Now let's get a list of all tickers for which we have single index model parameters:

In [7]:
tickers_that_we_sim_sim_data_for = keys(sim_model_parameters) |> collect |> sort;

We need to use only the tickers for which we have both price data and SIM parameters. We'll compute [the intersection of the two lists](https://docs.julialang.org/en/v1/base/collections/#Base.intersect) and store the result in the `list_of_tickers::Array{String,1}` variable:

In [8]:
list_of_tickers = intersect(tickers_that_we_sim_sim_data_for, list_of_tickers_price_data);

Finally, we need to compute the projection matrix `X̄::Array{Float64,2}` = $(\mathbf{X}^{\top}\mathbf{X})^{-1}\mathbf{X}^{\top}$ (which will be handy for later) where $\mathbf{X}$ is the market factor matrix:

In [9]:
X̄ = let
    
    
    Rₘ = Gₘ; # get Gₘ from the sim model parameters
    max_length = length(Rₘ);
    X = [ones(max_length) Rₘ];

    a = inv(transpose(X)*X)*transpose(X)
    a;
end

2×2766 Matrix{Float64}:
  0.000367293  0.000355057  0.0003607   …   0.000382956   0.000370094
 -5.4289e-5    6.10402e-5   7.85216e-6     -0.000201909  -8.06852e-5

### Constants
Finally, let's set some constants we'll use later in this notebook. The comments describe the constants, their units, and permissible values:

In [10]:
Δt = (1/252); # time-step
total_number_of_tickers = length(list_of_tickers); # how many tickers do we have in my dataset?
investment_budget = 10000.0; # initial budget of the agent
risk_free_rate = 0.0418; # risk free rate
μₘ =  Ḡₘ; # expected growth for SPY
B = investment_budget; # TODO: Budget for portfolio. We can change this later if we want
ϵ = 0.001; # hyperparameter: minimum share number for each asset
α::Float64 = 0.80; # learning rate for moving average calculation
Tₘ::Int64 = 10; # how many days for market time
λ::Float64 = 2.0; # risk scale
number_of_days_to_simulate = maximum_number_trading_out_of_sample_days; # how many days to simulate

### Implementation
Next, build the `world(...)` function. The `world(...)` function takes the action vector `a::Vector{Int64}` where the elements of `a::Vector{Int64}` are binary variables indicating whether to select an asset (`1`) or not (`0`). The length of the action vector `a` is $|\dim\mathcal{P}|$, i.e., the total number of assets available for selection.

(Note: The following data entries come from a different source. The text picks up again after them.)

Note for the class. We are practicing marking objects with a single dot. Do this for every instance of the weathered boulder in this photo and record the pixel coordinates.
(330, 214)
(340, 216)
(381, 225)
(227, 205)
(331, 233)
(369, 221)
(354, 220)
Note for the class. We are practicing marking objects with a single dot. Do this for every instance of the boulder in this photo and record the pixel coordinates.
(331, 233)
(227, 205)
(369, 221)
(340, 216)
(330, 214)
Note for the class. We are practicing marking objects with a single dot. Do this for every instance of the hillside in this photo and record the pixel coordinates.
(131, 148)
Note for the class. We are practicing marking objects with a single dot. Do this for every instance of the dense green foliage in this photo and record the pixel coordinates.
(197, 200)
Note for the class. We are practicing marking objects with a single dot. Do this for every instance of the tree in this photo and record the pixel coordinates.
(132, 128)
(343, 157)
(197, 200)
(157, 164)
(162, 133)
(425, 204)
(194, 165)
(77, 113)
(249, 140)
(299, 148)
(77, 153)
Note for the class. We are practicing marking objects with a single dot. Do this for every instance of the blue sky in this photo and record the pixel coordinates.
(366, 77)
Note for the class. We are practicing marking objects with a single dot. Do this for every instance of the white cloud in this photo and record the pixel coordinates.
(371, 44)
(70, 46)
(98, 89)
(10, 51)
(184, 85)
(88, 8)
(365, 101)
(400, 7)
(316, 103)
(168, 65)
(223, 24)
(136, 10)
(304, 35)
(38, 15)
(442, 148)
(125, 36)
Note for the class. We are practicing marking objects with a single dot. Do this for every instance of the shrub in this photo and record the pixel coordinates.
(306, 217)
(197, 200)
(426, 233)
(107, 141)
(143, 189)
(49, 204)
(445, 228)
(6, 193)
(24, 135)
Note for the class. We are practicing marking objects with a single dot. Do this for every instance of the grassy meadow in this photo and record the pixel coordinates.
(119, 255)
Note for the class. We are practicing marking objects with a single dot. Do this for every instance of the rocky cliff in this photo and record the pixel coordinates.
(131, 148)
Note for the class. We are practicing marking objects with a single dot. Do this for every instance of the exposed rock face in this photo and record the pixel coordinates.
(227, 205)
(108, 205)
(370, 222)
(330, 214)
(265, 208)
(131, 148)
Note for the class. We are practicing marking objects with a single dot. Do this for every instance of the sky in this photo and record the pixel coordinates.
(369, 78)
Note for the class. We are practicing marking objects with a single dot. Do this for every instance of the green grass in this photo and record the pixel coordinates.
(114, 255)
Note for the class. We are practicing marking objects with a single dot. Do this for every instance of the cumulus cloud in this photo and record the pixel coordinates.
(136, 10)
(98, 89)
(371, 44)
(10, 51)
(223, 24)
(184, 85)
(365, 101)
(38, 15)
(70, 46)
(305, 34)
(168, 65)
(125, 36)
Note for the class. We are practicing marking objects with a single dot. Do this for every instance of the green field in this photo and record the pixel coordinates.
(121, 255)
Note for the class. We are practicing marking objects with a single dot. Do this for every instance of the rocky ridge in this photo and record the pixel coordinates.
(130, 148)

> __What's in the action vector?__ The action vector `a::Vector{Int64}` is a binary vector of length $|\dim\mathcal{P}|$ where each element indicates whether to include (`1`) or exclude (`0`) the corresponding asset from the portfolio. For example, if we have 5 assets and the action vector is `[1, 0, 1, 0, 1]`, it means we are selecting assets 1, 3, and 5 for inclusion in the portfolio while excluding assets 2 and 4.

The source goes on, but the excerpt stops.